Читать «Сумасшедшие 28.03.2008» онлайн - страница 6
Русская Жизнь
Можно, пожалуй, вывести закономерность: если уж писатель сходит с ума - значит, в мире что-то сдвинулось капитально и непоправимо. Это явление редкое и катастрофическое. Писатель находится в непосредственном контакте с той высшей реальностью, бледным отражением которой являются все наши земные бури, от финансовых и политических до военных и природных. Субъективный, но убедительный образ этой реальности запечатлел Даниил Андреев в «Розе мира» - боюсь, что там несколько напутано с именами, трудными для земного слуха, но иерархия миров угадана точно. Соответственно когда там, в горних сферах, происходит нечто ужасное, еще не докатившееся до земли, но уже обозначающее крах целой эпохи, писатель узнает об этом первым и, подобно Кассандре, принимается тревожно верещать. Поскольку еще ничего не случилось, его охотно принимают за идиота. На самом деле идиоты те, кто ничего не чует, но не надо никого разубеждать: нам же спокойнее. Гораздо интереснее узнать, какого рода бывает это безумие - нравственный и интеллектуальный ответ на изменение климата в высшей реальности.
Историй писательского сумасшествия во всем мире немного, а в России вообще единицы - литература тут столь масштабна и сложна, что искони была уделом людей с высочайшим интеллектом и крепкими нервами. Глупо, например, приписывать сумасшествие Гоголю - с тем же успехом можно обозвать безумием нравственный переворот в душе Толстого (последний не зря написал о нем повесть «Записки сумасшедшего», явно передавая привет гениальному предшественнику, с которым случилось то же самое).
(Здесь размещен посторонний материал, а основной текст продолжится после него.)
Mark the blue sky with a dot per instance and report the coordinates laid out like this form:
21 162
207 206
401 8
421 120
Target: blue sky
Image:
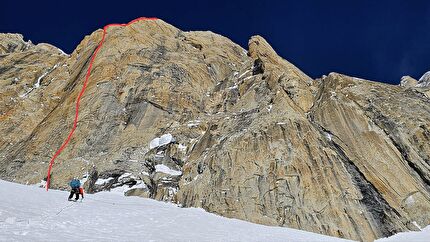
377 40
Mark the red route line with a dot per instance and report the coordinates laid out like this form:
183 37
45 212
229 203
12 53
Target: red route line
78 100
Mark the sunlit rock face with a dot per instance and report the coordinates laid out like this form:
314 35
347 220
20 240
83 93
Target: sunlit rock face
195 119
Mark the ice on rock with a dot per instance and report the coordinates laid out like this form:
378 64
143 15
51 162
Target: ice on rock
160 141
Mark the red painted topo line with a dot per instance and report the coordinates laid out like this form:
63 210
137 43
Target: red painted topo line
78 100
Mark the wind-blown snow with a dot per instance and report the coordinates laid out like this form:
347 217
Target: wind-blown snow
29 213
420 236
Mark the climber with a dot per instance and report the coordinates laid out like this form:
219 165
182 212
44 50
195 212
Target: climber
75 184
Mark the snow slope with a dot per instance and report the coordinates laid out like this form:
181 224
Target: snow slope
29 213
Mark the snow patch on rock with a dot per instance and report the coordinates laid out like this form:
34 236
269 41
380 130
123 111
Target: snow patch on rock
164 169
160 141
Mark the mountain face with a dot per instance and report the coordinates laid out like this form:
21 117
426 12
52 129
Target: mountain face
193 118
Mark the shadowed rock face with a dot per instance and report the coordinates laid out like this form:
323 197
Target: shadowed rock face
253 136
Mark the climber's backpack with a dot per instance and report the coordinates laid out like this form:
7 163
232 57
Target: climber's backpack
75 183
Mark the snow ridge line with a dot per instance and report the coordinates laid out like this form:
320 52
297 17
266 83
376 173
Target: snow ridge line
78 100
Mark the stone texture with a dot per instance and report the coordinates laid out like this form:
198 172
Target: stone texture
254 137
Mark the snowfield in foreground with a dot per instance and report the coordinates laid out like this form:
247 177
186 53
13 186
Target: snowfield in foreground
29 213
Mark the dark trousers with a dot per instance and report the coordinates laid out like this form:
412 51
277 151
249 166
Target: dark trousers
74 191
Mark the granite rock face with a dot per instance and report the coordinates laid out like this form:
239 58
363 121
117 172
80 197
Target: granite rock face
193 118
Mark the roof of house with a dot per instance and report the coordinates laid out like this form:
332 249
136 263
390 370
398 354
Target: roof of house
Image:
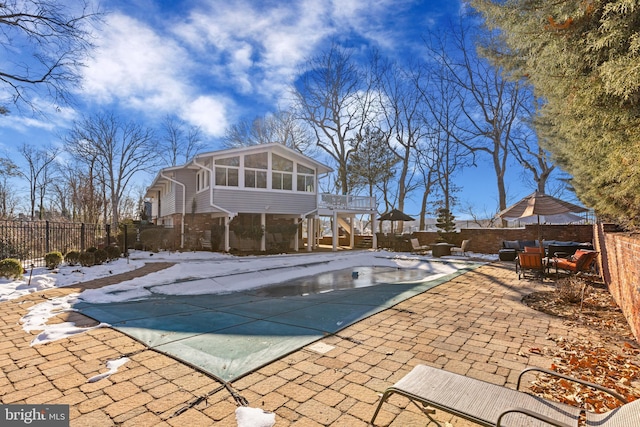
273 147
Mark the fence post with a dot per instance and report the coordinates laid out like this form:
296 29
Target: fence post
46 237
82 237
126 241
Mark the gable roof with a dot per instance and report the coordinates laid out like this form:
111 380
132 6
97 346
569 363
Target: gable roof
273 147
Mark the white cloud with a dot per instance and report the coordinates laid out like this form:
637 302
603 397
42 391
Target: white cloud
134 64
207 112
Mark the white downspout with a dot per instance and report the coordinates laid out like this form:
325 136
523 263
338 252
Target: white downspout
184 206
230 215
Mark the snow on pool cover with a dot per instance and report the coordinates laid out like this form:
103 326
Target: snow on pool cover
230 335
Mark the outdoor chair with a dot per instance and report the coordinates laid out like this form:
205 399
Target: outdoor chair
581 261
416 248
462 249
530 264
493 405
533 250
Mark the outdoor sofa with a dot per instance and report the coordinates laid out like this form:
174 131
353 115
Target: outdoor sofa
553 248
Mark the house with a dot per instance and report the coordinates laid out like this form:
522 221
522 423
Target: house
261 197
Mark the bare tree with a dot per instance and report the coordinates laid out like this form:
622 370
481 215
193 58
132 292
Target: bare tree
38 173
529 152
180 141
8 199
403 117
373 164
333 97
45 43
119 150
443 151
280 127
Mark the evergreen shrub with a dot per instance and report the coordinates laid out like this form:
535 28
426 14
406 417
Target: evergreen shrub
87 259
72 258
11 268
53 260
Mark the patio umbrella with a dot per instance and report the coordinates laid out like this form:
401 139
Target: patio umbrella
539 204
394 215
566 218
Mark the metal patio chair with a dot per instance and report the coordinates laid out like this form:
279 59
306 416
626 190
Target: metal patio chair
417 248
462 250
493 405
531 264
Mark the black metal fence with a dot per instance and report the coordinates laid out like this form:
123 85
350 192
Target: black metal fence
29 241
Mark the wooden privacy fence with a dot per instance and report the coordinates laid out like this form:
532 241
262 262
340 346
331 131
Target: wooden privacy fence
29 241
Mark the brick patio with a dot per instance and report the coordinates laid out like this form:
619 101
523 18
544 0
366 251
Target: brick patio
474 325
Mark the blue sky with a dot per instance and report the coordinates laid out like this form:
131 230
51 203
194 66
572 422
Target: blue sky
212 63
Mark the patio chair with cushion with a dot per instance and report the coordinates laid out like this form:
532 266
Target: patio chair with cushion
462 250
530 264
493 405
417 248
581 261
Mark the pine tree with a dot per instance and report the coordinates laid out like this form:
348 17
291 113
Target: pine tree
446 224
582 58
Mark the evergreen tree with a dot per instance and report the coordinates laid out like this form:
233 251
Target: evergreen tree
446 224
582 58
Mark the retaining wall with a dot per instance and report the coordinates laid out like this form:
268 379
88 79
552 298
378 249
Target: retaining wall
620 267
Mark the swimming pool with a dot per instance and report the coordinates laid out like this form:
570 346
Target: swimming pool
230 335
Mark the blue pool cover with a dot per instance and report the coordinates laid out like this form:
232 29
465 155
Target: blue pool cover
231 335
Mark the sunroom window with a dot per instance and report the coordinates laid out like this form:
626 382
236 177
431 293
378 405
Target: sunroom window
305 179
282 173
202 180
255 170
227 171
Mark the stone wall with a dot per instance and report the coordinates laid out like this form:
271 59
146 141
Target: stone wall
620 267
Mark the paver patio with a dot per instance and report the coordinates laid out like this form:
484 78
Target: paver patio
475 325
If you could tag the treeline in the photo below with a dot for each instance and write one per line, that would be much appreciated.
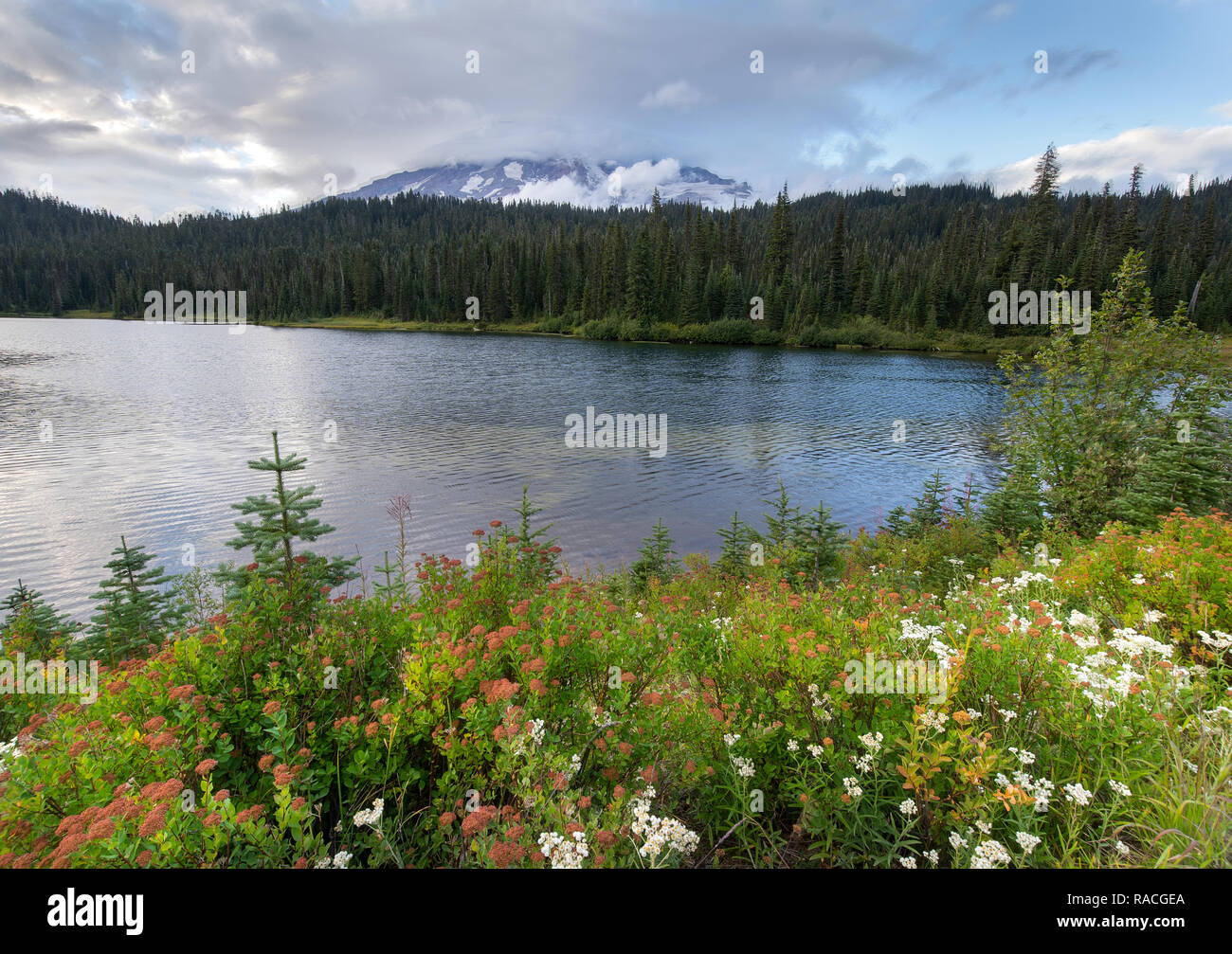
(916, 262)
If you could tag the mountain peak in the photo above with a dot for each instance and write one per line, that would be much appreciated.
(577, 181)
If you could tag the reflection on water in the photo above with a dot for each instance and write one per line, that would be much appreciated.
(151, 427)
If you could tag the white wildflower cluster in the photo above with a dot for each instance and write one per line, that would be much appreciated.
(934, 719)
(1026, 578)
(370, 817)
(1220, 641)
(988, 855)
(1133, 644)
(1077, 793)
(562, 852)
(534, 735)
(915, 630)
(1026, 841)
(661, 835)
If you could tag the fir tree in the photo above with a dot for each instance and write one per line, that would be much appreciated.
(28, 612)
(281, 521)
(656, 558)
(134, 613)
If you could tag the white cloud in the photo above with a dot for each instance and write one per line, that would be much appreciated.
(672, 96)
(1165, 153)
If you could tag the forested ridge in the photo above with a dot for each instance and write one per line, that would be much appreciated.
(919, 262)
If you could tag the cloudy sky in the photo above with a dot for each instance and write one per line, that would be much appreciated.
(189, 105)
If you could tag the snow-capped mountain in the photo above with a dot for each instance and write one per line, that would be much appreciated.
(565, 180)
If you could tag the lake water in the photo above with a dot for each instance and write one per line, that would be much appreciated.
(151, 426)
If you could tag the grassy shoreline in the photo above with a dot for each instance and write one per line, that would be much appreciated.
(944, 344)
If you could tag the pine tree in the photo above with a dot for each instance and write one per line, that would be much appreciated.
(1187, 463)
(27, 612)
(134, 615)
(734, 558)
(656, 559)
(282, 521)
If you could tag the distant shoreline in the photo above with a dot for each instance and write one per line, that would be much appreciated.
(987, 348)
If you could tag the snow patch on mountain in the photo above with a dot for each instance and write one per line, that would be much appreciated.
(574, 181)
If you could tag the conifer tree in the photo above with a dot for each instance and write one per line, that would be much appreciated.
(134, 612)
(281, 521)
(25, 608)
(656, 558)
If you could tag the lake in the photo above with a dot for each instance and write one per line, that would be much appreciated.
(111, 427)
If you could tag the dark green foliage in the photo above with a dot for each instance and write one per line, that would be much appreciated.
(734, 556)
(26, 608)
(656, 559)
(920, 263)
(281, 521)
(134, 613)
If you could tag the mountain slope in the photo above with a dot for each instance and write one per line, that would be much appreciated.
(565, 180)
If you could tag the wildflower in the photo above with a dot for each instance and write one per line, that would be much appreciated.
(661, 835)
(989, 855)
(1077, 793)
(370, 817)
(562, 852)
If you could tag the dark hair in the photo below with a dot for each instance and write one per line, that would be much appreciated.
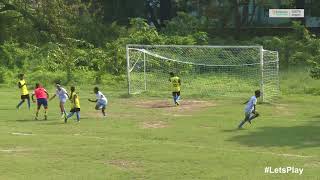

В некий момент писателю хочется уже не рисовать картинки, а выкрикивать проповеди - картинки ведь не исправляют нравов, а лишь потешают тех, кого должны по идее потрясать и очеловечивать. Писателю, как правило, невдомек, что картинки, по крайней мере, помогают выживать немногим приличным людям, а от проповедей вообще никакого толку; но это не безумие, а нормальное последствие нескольких десятилетий литературной деятельности. Случается такое не только в России - вот вам Флобер, закончивший жизнь романообразным трактатом о тщете всего «Бувар и Пекюше», вот Золя, начавший с физиологического очерка, а кончивший насквозь проповедническим «Лурдом», вот Хаксли, чьи поздние сочинения откровенно публицистичны. Гоголь вдобавок взвалил на себя почти непосильную задачу написать всю русскую литературу, как написал он всю украинскую, - но на усадебной прозе сломался, ибо не имел усадьбы; второй том «Мертвых душ» пришлось писать Толстому, а второй том «Петербургских повестей» - Достоевскому.